Fibroblast cultures established from explants of mature scar and skin tissue were analyzed with regard to extracellular glycosaminoglycan (GAG) composition and response to interleukin-1 (IL-1). Following a serum-free 48 hour label with [3H]glucosamine, pericellular and medium GAGs were isolated by precipitation with cetylpyridinium chloride (CPC) and analyzed by cellulose acetate electrophoresis.

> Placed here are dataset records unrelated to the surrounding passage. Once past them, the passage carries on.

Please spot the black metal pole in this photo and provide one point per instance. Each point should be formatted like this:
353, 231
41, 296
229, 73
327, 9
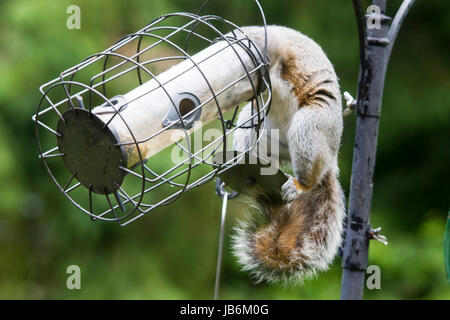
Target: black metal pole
375, 48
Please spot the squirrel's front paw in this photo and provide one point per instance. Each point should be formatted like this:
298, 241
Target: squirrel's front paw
290, 189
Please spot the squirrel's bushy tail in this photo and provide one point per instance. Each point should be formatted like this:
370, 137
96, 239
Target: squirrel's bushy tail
289, 242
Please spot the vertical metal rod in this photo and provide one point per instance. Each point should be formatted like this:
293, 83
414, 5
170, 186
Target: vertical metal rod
220, 251
376, 45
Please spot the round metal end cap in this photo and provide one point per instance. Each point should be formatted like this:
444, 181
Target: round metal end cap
90, 151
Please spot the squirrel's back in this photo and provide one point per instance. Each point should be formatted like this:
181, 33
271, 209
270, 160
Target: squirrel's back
294, 239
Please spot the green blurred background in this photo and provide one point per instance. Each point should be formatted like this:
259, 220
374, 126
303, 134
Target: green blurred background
171, 253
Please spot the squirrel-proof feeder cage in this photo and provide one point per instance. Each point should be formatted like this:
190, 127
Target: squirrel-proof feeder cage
109, 128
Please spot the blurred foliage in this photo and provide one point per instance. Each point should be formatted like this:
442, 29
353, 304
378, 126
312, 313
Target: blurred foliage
171, 253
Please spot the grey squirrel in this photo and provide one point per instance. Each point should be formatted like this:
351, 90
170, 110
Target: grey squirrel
295, 239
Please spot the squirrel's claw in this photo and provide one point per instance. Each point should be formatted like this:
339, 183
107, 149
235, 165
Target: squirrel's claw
289, 189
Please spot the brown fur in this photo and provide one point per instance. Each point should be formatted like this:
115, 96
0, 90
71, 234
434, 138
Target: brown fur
278, 245
310, 89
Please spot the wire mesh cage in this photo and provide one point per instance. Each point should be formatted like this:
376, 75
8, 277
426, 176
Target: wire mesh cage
118, 132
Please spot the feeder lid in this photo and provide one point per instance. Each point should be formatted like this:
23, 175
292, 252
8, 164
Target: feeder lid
90, 151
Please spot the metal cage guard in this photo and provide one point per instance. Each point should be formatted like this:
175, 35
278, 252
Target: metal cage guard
104, 118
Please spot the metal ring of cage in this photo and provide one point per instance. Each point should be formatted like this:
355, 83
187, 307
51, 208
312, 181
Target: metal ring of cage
150, 179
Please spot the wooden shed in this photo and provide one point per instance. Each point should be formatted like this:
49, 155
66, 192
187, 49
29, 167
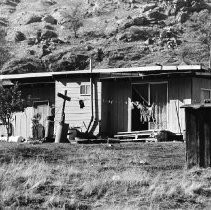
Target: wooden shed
198, 135
167, 88
102, 100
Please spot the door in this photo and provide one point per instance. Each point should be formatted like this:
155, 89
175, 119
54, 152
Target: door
140, 94
41, 111
158, 97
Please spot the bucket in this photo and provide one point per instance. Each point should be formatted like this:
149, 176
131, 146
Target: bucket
61, 133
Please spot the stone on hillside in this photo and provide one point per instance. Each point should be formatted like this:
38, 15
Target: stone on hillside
148, 7
48, 2
31, 41
49, 19
156, 15
19, 36
48, 34
140, 21
135, 34
182, 17
125, 22
111, 30
69, 61
24, 65
33, 19
59, 15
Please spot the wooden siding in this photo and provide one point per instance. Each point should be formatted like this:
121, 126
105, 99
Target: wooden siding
74, 115
39, 92
179, 93
198, 137
197, 85
115, 111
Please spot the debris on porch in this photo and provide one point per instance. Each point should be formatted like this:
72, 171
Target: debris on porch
148, 136
134, 136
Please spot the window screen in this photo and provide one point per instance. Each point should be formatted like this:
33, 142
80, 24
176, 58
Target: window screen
85, 90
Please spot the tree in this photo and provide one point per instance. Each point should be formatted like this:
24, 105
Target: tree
4, 50
200, 32
74, 20
10, 102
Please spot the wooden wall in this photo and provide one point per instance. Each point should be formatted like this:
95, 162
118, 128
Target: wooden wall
197, 85
179, 93
198, 134
75, 116
116, 96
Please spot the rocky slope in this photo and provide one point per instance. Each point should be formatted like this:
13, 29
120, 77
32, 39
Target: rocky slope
116, 33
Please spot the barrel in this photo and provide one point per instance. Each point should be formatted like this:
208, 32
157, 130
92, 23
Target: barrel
49, 128
61, 134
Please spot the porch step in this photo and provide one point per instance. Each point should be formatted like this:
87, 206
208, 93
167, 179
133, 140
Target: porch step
137, 135
139, 140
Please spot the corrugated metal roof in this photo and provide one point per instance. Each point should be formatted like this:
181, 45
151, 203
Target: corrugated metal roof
144, 69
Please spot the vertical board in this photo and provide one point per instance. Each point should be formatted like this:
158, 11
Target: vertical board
197, 85
179, 93
74, 115
158, 96
191, 139
22, 123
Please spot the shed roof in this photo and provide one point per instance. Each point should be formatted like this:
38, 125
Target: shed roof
197, 106
145, 70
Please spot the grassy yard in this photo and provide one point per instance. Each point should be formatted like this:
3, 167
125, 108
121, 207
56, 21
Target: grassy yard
122, 176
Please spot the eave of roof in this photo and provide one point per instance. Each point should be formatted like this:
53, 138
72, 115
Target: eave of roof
144, 70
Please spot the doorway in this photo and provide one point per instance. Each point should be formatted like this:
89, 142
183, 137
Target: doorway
150, 95
139, 94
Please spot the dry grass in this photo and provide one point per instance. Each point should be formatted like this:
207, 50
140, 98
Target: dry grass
126, 176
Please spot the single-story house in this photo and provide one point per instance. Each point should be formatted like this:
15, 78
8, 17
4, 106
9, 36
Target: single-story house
107, 101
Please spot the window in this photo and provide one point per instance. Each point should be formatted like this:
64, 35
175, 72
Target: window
85, 90
205, 94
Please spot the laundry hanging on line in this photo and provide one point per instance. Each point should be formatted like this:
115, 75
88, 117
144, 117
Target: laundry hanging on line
147, 113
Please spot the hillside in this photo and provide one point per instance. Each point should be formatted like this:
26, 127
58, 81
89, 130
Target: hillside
116, 33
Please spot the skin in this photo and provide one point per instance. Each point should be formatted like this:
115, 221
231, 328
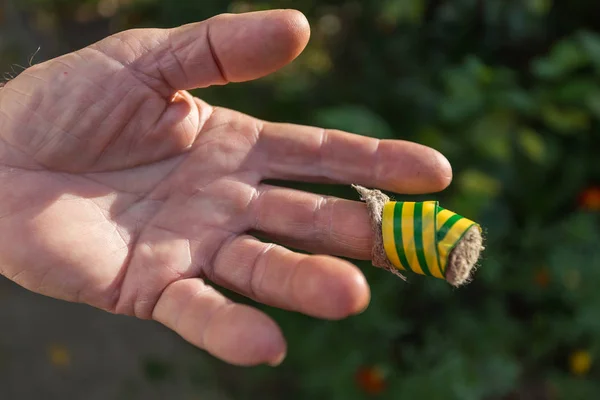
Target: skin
124, 192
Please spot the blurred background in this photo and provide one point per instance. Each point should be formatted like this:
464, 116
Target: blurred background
508, 90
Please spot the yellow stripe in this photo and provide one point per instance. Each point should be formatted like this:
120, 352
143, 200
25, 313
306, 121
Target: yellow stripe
443, 216
408, 240
387, 229
446, 245
429, 238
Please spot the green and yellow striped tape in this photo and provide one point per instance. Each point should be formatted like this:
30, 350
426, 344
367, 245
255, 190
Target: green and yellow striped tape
419, 236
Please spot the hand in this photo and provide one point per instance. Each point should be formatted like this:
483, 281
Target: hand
120, 190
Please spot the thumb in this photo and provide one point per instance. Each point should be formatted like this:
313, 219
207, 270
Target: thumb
225, 48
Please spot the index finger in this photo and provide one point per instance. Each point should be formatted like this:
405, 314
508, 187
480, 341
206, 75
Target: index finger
296, 152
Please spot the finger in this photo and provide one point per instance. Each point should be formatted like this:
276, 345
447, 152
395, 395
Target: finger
234, 333
319, 286
320, 155
225, 48
315, 223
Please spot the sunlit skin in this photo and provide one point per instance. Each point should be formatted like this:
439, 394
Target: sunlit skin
120, 190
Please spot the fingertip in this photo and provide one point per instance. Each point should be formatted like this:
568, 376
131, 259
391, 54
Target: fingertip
298, 29
292, 30
245, 336
331, 288
443, 171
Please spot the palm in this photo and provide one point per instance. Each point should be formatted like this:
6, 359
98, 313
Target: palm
126, 193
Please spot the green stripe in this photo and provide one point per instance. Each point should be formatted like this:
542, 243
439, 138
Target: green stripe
418, 233
398, 235
437, 248
447, 226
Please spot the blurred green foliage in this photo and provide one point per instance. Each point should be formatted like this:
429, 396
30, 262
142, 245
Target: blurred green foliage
509, 91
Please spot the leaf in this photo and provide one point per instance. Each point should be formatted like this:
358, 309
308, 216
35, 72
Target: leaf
356, 119
491, 135
532, 144
590, 42
475, 181
539, 7
565, 57
565, 120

In addition, susceptibility of the precipitates to Streptomyces hyaluronidase, chondroitinase ABC and heparitinase was determined. Labeled conditioned medium from the scarderived cells contained both dermatan sulfate (DS) and hyaluronate (HA), as compared to medium from the control (skin-derived) cells which contained predominantly DS. IL1 induced the appearance of chondroitin 4-sulfate (C4-S) in the medium of the scar cells with no concurrent effect on either DS or HA, and increased the amount of HA in the medium fraction of normal skin cells. The pericellular fraction of the scar-derived cells contained chondroitin 6-sulfate (C6-S) and DS; addition of IL-1 resulted in a shift from DS to heparan sulfate (HS), and the emergence of a pericellular GAG profile similar to that of normal dermal fibroblasts.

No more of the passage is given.